A incerteza dos tempos atuais está patente na invulgar disparidade de previsões para a evolução do PIB nacional em 2022 divulgadas em abril e maio, numa altura em que já decorreu uma parte significativa do ano.

Os valores de crescimento real vão desde 4,5% na projeção do FMI (nas consultas anuais ao abrigo do artigo IV, divulgadas em maio, uma melhoria face aos 4% no World Economic Outlook de abril) a 5,8% na da Comissão Europeia, ambas divulgadas a meio de maio. A estimativa de 4,9% usada pelo Governo na elaboração do Orçamento de Estado de 2022, datada de abril, é, por isso, um meio termo entre as projeções mais extremadas do FMI e da Comissão, divulgadas posteriormente.

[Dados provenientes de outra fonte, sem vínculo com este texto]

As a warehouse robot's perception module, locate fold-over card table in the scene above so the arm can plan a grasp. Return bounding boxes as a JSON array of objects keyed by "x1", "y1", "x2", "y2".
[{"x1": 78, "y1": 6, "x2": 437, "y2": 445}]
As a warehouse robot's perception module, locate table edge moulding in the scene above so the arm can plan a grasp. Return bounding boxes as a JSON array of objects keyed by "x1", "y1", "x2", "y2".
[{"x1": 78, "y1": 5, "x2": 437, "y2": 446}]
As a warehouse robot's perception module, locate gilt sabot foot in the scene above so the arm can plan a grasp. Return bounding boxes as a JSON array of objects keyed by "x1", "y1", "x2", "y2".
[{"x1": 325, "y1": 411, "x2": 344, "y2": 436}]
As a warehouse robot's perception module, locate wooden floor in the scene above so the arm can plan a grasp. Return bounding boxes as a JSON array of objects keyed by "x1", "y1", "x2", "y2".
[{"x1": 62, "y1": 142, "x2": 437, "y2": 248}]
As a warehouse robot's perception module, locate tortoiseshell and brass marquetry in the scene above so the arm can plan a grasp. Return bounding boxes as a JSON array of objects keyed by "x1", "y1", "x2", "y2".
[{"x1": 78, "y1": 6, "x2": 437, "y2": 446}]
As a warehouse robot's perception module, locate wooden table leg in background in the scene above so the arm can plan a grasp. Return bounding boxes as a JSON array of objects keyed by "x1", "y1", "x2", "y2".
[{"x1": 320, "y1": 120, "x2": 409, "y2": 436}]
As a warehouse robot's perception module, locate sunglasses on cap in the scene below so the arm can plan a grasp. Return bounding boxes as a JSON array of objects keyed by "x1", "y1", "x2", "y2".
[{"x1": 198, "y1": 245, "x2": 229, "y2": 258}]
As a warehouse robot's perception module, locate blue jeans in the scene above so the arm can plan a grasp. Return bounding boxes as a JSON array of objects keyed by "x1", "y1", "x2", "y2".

Se a previsão relativamente mais alta da Comissão Europeia estiver correta, a subestimação pelo Governo do crescimento real, mas também da inflação (4,0%, face a 6,0% nos dados da Comissão), significa que o PIB nominal e as receitas fiscais irão crescer acima do previsto, o que em conjunto com a atualização dos salários bastante abaixo da inflação (0,9%), levará a uma significativa folga orçamental, que no entender da AEP deveria ser utilizada em parte para apoiar de forma mais decisiva as empresas afetadas pelo choque de custos, mitigando ao mesmo tempo a pressão inflacionista.

O otimismo com que foi recebida a projeção da Comissão Europeia revela uma miopia de análise − não olhando nem para o passado nem para o futuro previsível −, esquecendo que o crescimento económico deve ser analisado em horizontes mais longos e numa ótica mais estrutural. 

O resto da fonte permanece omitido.